For Sister Barnes, her faith gave her the courage to adapt to an increasingly hostile situation.  In the movie’s first act, Barnes never backed down when Reed attacked her LDS beliefs.  Then, when Barnes realized that Reed’s game had fatal consequences, she stole the knife, chose the Belief door, tried to reach the window in the basement and secured the matches.  Through her faith, Barnes never gave up hope, even as the situation grew increasingly dire.

Paxton, on the other hand, never displayed any fortitude before Reed mortally wounded Barnes.  Then, to Reed’s surprise, Paxton somehow became emboldened after the traumatic incident.  In that moment when she should have lost all hope for her survival, Paxton recalls Barnes’ advice to keep challenging Reed.  Barnes’s death reminds Paxton to draw upon her faith, which gives her the courage to confront Reed by herself.  And when Paxton is herself mortally wounded, she prays.  Paxton’s unwavering faith is what saves her in the end, which is confirmed by the appearance of a butterfly on her finger.

If Reed had somehow survived Sister Barnes’ fatal blow, he would have argued that the actions of Sister Paxton and Sister Barnes were driven by self-preservation, not faith.  Additionally, he would have explained away Paxton’s butterfly vision as a hallucination brought on by a lack of blood and PTSD.  While I can’t deny those arguments, it’s also true that within the context of the movie, Paxton’s survival is due to her religious beliefs and the faith that resulted in practicing them.  

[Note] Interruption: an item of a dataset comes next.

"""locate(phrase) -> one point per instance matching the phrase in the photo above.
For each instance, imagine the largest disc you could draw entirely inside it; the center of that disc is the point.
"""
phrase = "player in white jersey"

The problem with Reed’s thesis is that he doesn’t consider that religion is more than what is documented within sacred texts.  He fails to acknowledge that faith is more than following a rulebook.  No matter how hard he tries to overwhelm Sister Barnes and Sister Paxton with his polemical arguments and haunted house showmanship, he can’t make them disavow their core belief system.  In the end, Reed is defeated by their faith, which he disregarded because it was something that he couldn’t analyze or measure.  

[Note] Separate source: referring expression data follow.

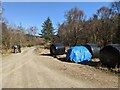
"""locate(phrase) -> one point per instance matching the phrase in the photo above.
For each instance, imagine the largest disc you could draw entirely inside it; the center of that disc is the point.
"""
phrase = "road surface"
(31, 70)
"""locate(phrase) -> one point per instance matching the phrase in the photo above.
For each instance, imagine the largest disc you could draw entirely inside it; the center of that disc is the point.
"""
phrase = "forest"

Because Reed liked using simple analogies, I’ll offer one based on sports.  Reed tried to discredit American baseball by comparing its rule book with that of cricket without ever watching any games.  There are similarities, but after watching both sports you would know immediately that they are very different.  Furthermore, being a successful ball player means more than following the rules.  How you play the game is equally important.